Le président Obama n'a pas le pouvoir de lever l'embargo commercial imposé à Cuba, puisque la mesure a été adoptée par le Congrès.

Les voyageurs américains autorisés à se rendre à Cuba pourront ramener aux États-Unis 400 $ US en biens cubains, dont des produits d'alcool et de tabac valant moins de 100 $ US. Cette mesure marque donc la fin de l'interdiction de longue date qui pesait sur l'importation de cigares cubains, mais certaines limites demeurent en vigueur.
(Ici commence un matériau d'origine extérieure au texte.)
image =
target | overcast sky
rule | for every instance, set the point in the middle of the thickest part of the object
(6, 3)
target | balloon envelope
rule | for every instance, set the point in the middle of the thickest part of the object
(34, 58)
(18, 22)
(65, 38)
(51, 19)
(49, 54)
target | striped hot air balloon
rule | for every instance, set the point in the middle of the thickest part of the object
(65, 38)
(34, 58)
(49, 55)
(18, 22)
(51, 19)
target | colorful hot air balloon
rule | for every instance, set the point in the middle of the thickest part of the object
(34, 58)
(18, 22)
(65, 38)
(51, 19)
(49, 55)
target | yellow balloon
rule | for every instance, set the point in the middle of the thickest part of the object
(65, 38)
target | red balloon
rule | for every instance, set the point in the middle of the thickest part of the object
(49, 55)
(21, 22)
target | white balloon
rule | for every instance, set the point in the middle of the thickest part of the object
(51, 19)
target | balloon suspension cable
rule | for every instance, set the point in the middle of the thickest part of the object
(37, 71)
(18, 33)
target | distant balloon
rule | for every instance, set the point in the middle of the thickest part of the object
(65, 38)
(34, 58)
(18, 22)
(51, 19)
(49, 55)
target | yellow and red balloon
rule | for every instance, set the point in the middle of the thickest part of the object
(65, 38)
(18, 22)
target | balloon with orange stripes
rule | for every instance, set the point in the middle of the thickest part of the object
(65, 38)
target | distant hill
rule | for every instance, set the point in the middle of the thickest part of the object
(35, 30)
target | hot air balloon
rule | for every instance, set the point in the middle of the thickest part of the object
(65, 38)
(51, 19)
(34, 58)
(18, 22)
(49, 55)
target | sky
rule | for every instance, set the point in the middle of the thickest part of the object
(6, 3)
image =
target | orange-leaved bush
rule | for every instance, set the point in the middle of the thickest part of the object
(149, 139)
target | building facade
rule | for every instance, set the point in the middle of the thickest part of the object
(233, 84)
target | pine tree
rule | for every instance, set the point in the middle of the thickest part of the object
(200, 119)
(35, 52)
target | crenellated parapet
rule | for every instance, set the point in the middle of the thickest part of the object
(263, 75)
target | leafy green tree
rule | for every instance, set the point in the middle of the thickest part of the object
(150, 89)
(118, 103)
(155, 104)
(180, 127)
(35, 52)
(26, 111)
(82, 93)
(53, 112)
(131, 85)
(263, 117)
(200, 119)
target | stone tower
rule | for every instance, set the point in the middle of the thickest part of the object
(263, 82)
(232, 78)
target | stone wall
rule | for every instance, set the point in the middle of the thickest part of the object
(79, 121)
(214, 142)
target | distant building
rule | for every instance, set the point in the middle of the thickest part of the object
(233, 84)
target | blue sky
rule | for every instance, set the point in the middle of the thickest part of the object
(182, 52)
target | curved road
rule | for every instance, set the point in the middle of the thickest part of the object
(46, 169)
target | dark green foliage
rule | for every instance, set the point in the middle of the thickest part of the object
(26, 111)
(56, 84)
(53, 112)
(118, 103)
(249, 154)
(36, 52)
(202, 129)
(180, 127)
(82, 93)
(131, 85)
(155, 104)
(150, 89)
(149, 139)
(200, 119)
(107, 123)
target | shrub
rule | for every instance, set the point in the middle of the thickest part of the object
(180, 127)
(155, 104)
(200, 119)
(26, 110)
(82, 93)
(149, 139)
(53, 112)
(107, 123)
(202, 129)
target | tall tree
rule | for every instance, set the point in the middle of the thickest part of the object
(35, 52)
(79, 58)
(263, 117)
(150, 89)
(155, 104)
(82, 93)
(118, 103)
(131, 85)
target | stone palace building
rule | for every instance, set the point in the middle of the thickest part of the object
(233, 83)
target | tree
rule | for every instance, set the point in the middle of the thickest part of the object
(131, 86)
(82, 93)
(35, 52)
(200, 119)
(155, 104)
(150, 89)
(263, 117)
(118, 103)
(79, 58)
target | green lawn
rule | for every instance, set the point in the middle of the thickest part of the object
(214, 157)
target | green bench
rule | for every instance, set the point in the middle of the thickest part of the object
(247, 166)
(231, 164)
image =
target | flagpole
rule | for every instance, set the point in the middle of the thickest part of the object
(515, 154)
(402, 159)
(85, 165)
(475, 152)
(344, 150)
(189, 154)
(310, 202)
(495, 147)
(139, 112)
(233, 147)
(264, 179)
Washington augmente aussi, de 500 $ US à 2000 $ US, la quantité d'argent que les Américains peuvent envoyer à des Cubains tous les trois mois. M. Obama autorise aussi des visites familiales illimitées aux Américains d'origine cubaine et abolit la limite annuelle de 1200 $ US en remises.

Le secrétaire d'État John Kerry examinera de son côté le statut de Cuba en tant qu'«État commanditaire du terrorisme».

Les trois espions cubains libérés sont considérés comme des héros dans leur pays. Ils font partie d'un groupe de cinq agents dépêchés aux États-Unis par l'ancien président Fidel Castro. Deux d'entre eux ont déjà été libérés, après avoir complété leur peine. Tous avaient été condamnés à Miami en 2001.